Thursday, November 19, 2009

When "Work Friends" Become "Real Friends"

When my career began, Emotional Intelligence was taboo. Actually, EQ had barely been invented and definitely was never talked about in management circles of corporations I worked in and with. In fact, an early mentor advised me to hide all emotions and live by the mantra: Die before cry!

I was lucky to have mentors early on and knew it. They became people to lean on when I was confused, curious, frustrated, or anxious--you know, emotional. People didn't show emotions at work back then, which also meant pretty shallow work relationships were the norm. If you had one or two "work friends," you were lucky. They were always called "work friends" and rarely were invited to intermingle with "real life friends."

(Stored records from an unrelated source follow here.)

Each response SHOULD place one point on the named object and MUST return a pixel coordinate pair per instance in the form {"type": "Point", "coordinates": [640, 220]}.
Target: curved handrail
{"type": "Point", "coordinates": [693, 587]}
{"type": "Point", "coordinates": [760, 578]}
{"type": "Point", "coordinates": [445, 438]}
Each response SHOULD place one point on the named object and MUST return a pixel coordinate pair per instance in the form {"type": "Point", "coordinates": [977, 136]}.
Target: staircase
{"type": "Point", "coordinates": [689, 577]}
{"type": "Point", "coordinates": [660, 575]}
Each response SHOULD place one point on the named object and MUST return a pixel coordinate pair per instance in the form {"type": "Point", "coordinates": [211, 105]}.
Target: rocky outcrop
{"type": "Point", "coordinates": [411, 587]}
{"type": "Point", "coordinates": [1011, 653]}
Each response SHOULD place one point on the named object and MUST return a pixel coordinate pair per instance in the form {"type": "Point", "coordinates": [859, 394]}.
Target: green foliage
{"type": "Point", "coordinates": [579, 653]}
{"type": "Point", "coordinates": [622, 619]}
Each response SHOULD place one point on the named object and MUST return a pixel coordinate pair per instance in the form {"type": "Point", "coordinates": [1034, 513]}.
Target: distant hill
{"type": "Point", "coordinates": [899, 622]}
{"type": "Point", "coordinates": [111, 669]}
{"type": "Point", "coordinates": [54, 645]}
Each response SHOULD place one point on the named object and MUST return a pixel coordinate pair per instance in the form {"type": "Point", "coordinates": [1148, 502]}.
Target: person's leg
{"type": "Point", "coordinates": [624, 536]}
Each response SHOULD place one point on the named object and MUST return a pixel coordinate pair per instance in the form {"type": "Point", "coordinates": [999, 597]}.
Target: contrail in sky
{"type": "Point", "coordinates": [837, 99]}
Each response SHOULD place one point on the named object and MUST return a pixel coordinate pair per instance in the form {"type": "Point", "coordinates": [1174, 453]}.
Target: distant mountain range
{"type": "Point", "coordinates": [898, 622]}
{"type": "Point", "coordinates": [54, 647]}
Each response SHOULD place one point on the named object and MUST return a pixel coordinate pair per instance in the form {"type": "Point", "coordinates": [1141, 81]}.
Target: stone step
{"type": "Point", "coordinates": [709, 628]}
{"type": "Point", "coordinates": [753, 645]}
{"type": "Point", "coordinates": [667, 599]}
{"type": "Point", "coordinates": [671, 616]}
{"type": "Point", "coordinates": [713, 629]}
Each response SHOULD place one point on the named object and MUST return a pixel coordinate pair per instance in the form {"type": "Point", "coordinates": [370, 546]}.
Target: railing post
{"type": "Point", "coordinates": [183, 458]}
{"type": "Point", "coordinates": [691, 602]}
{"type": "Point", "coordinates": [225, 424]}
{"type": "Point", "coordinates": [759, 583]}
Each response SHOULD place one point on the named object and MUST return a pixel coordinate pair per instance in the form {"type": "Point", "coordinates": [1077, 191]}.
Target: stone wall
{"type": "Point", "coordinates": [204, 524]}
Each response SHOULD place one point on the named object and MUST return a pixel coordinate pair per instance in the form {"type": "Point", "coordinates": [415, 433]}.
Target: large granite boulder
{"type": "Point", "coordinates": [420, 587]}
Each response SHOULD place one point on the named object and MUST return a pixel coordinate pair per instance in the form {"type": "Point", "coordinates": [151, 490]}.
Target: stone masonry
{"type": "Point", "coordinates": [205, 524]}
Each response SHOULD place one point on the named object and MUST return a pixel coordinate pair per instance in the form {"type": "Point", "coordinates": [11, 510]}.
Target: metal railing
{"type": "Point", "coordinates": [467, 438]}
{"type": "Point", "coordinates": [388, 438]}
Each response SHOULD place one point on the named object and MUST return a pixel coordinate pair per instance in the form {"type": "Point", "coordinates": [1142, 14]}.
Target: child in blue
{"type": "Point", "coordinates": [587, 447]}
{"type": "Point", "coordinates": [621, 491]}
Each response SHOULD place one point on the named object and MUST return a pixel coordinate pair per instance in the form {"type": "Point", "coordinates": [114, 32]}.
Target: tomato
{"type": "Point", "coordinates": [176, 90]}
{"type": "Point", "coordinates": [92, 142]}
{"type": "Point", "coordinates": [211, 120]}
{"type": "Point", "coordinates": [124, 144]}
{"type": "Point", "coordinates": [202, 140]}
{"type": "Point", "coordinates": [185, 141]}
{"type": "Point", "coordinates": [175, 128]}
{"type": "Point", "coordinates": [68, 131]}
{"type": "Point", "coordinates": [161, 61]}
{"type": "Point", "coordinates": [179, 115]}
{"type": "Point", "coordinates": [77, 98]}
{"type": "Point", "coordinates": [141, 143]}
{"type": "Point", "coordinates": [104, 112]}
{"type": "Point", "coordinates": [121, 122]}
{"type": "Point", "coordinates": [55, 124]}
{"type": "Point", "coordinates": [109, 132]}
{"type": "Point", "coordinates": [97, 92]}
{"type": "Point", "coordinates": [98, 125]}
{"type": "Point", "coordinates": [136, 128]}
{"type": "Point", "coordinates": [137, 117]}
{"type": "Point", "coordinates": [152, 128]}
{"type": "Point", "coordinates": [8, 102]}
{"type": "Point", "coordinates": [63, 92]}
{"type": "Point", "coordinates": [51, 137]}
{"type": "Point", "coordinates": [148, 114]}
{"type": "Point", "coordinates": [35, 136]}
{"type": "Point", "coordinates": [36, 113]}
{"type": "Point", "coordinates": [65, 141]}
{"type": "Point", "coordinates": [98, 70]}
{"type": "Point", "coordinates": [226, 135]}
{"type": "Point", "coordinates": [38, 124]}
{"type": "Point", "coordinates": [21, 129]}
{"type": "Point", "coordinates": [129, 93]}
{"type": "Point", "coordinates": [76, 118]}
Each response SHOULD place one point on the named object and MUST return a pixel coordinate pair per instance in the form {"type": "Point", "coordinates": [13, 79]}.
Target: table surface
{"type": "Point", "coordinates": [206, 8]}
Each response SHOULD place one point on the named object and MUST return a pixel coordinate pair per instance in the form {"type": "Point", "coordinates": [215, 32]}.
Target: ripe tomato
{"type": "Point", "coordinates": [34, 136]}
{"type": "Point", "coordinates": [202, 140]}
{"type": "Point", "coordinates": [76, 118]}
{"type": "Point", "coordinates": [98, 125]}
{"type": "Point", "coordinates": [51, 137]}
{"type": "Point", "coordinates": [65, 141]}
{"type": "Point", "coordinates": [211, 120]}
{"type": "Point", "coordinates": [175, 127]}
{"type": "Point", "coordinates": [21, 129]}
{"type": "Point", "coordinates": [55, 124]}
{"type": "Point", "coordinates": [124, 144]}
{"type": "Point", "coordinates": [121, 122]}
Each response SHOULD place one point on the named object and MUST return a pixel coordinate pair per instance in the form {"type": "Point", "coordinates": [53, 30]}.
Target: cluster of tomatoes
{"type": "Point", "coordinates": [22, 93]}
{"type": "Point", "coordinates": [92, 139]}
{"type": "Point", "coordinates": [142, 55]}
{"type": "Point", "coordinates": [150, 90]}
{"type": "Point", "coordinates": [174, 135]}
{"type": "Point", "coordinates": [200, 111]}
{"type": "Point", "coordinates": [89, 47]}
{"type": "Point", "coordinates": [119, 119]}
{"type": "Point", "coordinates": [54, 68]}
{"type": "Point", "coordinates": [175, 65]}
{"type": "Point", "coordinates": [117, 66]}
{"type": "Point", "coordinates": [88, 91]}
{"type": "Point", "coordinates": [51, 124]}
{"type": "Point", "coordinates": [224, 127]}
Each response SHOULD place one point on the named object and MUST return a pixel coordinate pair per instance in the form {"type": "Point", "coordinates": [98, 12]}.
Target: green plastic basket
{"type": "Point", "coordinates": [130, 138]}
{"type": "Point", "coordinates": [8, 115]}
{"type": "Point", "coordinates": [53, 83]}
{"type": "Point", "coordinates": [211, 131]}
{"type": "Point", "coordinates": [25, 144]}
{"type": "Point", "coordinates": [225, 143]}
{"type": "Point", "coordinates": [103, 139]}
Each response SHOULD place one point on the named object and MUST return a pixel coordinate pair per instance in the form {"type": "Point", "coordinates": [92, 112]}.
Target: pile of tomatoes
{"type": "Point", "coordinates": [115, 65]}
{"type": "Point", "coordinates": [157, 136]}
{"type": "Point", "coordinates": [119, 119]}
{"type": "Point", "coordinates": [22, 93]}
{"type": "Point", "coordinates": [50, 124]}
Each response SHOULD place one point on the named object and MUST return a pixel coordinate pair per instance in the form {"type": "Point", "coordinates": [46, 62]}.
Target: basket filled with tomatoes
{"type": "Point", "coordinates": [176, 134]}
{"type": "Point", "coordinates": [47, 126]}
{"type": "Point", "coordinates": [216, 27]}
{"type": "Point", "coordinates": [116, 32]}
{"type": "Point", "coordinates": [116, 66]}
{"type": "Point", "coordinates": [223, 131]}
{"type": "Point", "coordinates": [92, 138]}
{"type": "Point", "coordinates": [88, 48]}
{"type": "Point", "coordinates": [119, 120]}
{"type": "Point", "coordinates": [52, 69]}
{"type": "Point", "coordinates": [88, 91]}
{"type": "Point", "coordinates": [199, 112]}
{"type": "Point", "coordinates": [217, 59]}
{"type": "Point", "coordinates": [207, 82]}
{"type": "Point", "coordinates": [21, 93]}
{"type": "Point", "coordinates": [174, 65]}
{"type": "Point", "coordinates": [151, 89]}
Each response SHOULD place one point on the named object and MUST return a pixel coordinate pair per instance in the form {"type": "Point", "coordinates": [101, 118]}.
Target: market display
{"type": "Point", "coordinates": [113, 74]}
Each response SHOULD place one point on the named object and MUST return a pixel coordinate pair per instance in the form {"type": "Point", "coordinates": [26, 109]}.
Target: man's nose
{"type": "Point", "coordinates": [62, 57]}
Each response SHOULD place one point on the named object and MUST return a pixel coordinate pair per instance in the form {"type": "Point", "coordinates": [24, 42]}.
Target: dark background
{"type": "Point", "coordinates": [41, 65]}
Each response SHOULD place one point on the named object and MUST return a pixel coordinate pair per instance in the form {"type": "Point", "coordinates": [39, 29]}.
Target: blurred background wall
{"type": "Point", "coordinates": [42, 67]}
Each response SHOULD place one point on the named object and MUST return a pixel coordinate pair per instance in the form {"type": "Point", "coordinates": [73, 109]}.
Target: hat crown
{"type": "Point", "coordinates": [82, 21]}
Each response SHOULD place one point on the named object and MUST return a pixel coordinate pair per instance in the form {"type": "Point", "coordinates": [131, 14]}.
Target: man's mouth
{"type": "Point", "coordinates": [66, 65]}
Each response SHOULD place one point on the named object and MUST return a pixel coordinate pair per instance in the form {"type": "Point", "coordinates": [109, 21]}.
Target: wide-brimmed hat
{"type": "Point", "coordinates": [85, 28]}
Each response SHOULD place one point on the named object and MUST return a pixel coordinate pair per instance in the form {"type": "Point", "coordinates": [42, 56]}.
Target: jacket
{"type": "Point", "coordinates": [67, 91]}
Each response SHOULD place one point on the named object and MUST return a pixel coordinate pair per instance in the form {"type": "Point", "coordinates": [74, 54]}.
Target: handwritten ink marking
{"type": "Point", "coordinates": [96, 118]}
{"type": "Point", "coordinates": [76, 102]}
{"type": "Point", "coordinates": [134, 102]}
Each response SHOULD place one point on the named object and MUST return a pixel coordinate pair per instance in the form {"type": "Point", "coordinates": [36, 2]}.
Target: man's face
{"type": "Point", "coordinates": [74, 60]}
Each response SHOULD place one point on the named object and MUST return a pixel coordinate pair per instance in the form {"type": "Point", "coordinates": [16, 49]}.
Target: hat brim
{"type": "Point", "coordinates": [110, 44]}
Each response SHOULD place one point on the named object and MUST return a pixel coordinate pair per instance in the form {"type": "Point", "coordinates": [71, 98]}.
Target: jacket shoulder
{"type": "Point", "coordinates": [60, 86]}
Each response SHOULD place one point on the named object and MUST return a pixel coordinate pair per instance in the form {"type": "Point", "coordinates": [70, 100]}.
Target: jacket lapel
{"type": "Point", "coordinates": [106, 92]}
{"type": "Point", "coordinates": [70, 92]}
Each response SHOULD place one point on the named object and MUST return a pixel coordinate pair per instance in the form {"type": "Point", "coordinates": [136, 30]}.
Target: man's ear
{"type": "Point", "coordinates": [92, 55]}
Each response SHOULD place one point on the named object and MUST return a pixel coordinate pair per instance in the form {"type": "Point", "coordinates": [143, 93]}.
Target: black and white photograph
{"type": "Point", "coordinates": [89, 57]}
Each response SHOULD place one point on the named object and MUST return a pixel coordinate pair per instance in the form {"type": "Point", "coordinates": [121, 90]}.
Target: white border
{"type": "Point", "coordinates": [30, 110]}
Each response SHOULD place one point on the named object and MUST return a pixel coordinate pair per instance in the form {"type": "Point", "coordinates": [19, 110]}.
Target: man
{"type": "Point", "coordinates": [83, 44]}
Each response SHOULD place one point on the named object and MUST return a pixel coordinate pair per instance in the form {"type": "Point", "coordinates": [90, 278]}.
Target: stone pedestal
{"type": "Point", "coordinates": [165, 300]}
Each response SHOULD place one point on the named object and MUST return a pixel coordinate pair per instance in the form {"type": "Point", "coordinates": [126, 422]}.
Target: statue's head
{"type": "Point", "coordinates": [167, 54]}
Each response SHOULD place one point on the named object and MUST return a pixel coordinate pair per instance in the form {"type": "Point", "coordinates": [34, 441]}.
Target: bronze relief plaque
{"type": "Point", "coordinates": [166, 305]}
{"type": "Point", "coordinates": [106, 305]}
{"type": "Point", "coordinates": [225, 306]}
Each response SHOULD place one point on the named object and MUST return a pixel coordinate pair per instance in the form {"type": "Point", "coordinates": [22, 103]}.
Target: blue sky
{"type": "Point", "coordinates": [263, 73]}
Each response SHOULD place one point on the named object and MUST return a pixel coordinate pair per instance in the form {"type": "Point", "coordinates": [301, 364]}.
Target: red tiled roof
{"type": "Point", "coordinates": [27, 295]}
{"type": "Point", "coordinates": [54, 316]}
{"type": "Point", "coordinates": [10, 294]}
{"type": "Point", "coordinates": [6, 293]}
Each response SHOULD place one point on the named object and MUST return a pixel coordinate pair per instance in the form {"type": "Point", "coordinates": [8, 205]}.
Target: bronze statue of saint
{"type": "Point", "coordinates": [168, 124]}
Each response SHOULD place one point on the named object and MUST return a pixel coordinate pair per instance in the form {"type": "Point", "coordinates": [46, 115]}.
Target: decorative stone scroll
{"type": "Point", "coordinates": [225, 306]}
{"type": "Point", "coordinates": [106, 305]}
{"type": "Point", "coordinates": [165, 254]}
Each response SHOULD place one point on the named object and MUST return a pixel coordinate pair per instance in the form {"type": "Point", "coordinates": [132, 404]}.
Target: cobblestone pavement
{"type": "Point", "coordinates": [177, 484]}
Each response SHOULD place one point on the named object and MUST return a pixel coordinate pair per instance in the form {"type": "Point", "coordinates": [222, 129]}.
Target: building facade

Today's workplaces are different.

Today, EQ is emphasized all over the place! It's emphasized for leaders and managers, sales people, customer service associates--we're all encouraged to form relationships, genuine ones, with business associates now. It is clear now how employees benefit personally and how organizations benefit financially when EQ is high, so people are more open with "work friends" than in the past.

One of the best examples of such openness happened just this week.

One of my "work friends" is going through a tough time financially right now--heck, these days, she's hardly unique, right? While she's experienced the turbulent flow of emotions, she's doing pretty well in that regard now. What struck me in a recent coffee chat with her was not how open she was sharing her emotions with me, it was how open she was sharing them with several "work friends." She mentioned sharing her situation with ten or so others in the same committee we are on, and she described how generous each had been.

They were generous in ways not measured financially.
It would be too personal to divulge in this forum, but as she shared examples of the simple kindness shown by so many people, tears welled up in her eyes. And in mine.

I was stunned by so many "work friends" giving so compassionately of themselves, and not one had discussed it in the committee. Not one spoke even one word of her situation in a gossipy, derogatory manner. Many on the committee gave of themselves in a deeply personal, selfless, and loving way which never would have happened twenty years ago.

You see, when the organization is highly Emotionally Intelligent, as the committee we share is, genuine relationships really do form. When "work friends" become "real friends," magic happens.